タルコフスキーの映画をスクリーンで拝見したのは、学生時代に授業の一環として広い講堂で鑑賞した「ストーカー」以来である。
今回の製作は生まれ育ったソビエト(現ロシア)ではなく、イタリアからの海外による資本協力で撮影された国際的な映画である。緻密に計算された圧倒的な映像の美しさには見惚れたが、難解で詩的な台詞の言い回しを追ってしまったため、一度だけでは内容の理解ができず、後日になるが字幕を読まずに映像だけに焦点を当てた異例の再鑑賞をおこなった。

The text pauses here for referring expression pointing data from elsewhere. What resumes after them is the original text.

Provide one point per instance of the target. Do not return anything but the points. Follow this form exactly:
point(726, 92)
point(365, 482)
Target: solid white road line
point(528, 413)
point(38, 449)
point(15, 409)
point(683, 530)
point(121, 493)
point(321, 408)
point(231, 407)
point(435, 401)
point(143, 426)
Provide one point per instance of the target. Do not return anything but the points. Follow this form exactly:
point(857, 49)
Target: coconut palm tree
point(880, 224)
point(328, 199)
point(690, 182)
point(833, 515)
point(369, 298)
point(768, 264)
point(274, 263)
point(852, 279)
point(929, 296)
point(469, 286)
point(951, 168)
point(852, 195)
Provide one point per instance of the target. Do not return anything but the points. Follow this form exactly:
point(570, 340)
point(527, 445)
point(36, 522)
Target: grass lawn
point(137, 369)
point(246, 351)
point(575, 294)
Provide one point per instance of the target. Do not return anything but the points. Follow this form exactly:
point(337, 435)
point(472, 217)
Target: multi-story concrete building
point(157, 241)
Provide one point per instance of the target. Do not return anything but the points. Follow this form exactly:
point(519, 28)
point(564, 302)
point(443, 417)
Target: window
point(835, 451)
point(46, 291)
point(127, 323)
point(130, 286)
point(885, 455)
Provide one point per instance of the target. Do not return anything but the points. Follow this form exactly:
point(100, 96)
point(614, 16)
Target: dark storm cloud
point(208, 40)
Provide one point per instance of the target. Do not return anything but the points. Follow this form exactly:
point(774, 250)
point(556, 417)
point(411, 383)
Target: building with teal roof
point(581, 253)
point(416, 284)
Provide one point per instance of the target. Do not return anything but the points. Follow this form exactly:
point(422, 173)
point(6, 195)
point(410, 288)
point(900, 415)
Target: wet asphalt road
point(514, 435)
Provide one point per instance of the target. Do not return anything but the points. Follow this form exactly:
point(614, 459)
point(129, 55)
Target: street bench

「ノスタルジア」はタルコフスキーの原体験による父性の劣等感や宗教による死生観、そして望郷から生まれる観念的世界を水や火、光や陰影などの自然を媒介して描かれており、公開後の亡命宣言(1984年)に至るまでの葛藤が映画から読み取ることができる。
登場人物である詩人アンドレイ・ゴルチャコフはタルコフスキーの分身であるが、幼いときに家族を捨てた詩人である父親の投影でもある。それはアンドレイが母国を去ったように、自身と父親像をなぞらせて重ね合わせている。また言葉の壁をフォローする仕事上のパートナーで翻訳家でもあるドミツィアナ(イタリア)の愛人関係と置き去りにした妻(祖国であるソビエト)との相反するジレンマも抱えている。
1+1=1という定理
「一滴プラス一滴は、大きな一滴になり、世界は一つになるべきである。」
狂人学者ドメニクが提唱する、すべてがひとつという概念はボーダレス、もしくはグローバリズムによる地球主義は、個人の自由を否定し、全体主義的な一体感を強調する共産主義イデオロギーの発展系のようであり、アンドレイ本人ではない鏡に映し出されるドメニクの顔は、ひとつ(1)に統合(+)された自身の姿は、ドミツィアナの肉感的な誘惑よりも、古き良き社会主義的な思想に自身の故郷と同様に惹かれたのだろう。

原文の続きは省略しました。